Concentrated, baseload power as long as we need. As an activist for New Urbanism, I'm also a bit sad that I can see "Better Place" electric cars solving the long-distance drive problem with the 2 minute battery swap. (Filling up at your old fashioned petroleum station takes an average of 7 minutes).

Sha Agassi, the founder of Better Place, gave this presentation at a pivotal Australian conference, and claims he can sell electric km's at a fuel equivalent price of about $0.80 cents a litre. (Which is about 30 or 40 cents cheaper than petrol at the moment in Australia).

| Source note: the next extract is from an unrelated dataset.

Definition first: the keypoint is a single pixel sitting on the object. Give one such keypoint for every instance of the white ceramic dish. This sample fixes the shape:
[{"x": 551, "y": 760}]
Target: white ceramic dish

http://www.abc.net.au/tv/fora/stories/2 ... 656263.htm

Sure there will be horrible economic consequences for having left peak oil too late to adjust to smoothly, and sure we're probably going to face a Greater Depression as the rationing over the next decades kicks in, but by the time my kids are in their 30's I'm guessing society will be largely petroleum free and running on electricity, and that includes mining, agriculture (with nuclear synthesised fuels or maybe biochar syngas), electric airships (solar PV on the outside and maybe some backup hydrogen fuel on the inside... and yes I know hydrogen costs a lot of energy to make), fast rail, and hopefully... if we have half a brain, lots of New Urbanism.

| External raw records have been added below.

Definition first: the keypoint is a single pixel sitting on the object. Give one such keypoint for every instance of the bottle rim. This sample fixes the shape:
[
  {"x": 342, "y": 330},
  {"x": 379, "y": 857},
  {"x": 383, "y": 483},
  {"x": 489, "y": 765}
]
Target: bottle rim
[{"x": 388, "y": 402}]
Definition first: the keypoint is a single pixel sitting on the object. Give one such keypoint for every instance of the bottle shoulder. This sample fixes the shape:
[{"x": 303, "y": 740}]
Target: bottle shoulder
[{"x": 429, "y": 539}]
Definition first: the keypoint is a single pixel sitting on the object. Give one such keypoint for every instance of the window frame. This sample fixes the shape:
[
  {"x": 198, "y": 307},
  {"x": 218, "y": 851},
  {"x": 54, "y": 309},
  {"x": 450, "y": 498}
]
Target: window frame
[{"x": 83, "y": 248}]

(See this... my favourite summary of New Urbanism in 3 minutes. I hope Kunstler's seen this!)
http://www.youtube.com/watch?v=VGJt_YXIoJI

Re: Fission FAQ v 1.5

Unread postPosted: Mon 27 Sep 2010, 19:31:33
by dissident
but there are problems caused by the fact that the Lead and Lead-Bisimuth alloys are very dense, which can cause erosion of the piping as they are pumped from the core to the heat exchangers and back.

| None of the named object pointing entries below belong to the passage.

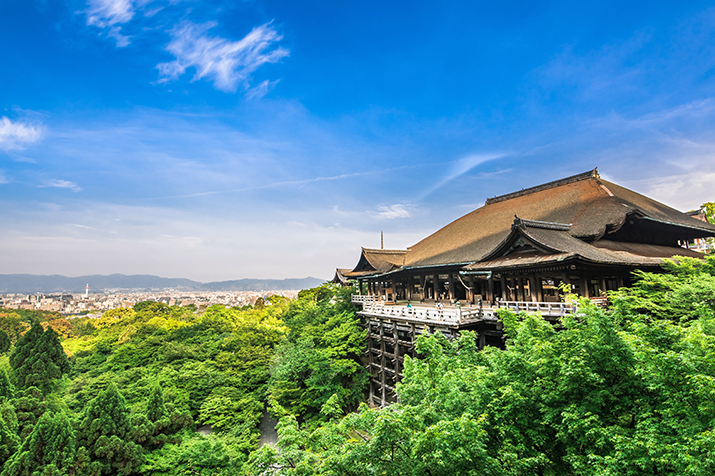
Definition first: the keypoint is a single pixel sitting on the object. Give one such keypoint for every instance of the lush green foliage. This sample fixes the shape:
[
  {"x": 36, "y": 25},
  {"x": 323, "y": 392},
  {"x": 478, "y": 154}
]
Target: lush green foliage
[
  {"x": 140, "y": 381},
  {"x": 320, "y": 358},
  {"x": 4, "y": 341},
  {"x": 626, "y": 391},
  {"x": 38, "y": 359}
]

Actually the erosion is related to the fact that lead dissolves iron. The solution to this problem is to induce continuous iron oxide formation on the pipe interior wall.

article link

One of the Soviet sub reactor designs based on lead-bismuth is now being commercialized for small scale applications.

Bellona link for LOLz

Russian press link

Re: Fission FAQ v 1.5

Unread postPosted: Tue 15 May 2012, 08:16:03
by Frank
A lot of the data that Tanada presented in the early part of this thread was from circa 2006; has there been any significant updates on fuel availability, etc.? What's the industries "take" on Japan's moving reactors off-line and Germany's supposed interest in doing the same? (If it's off-topic I understand.)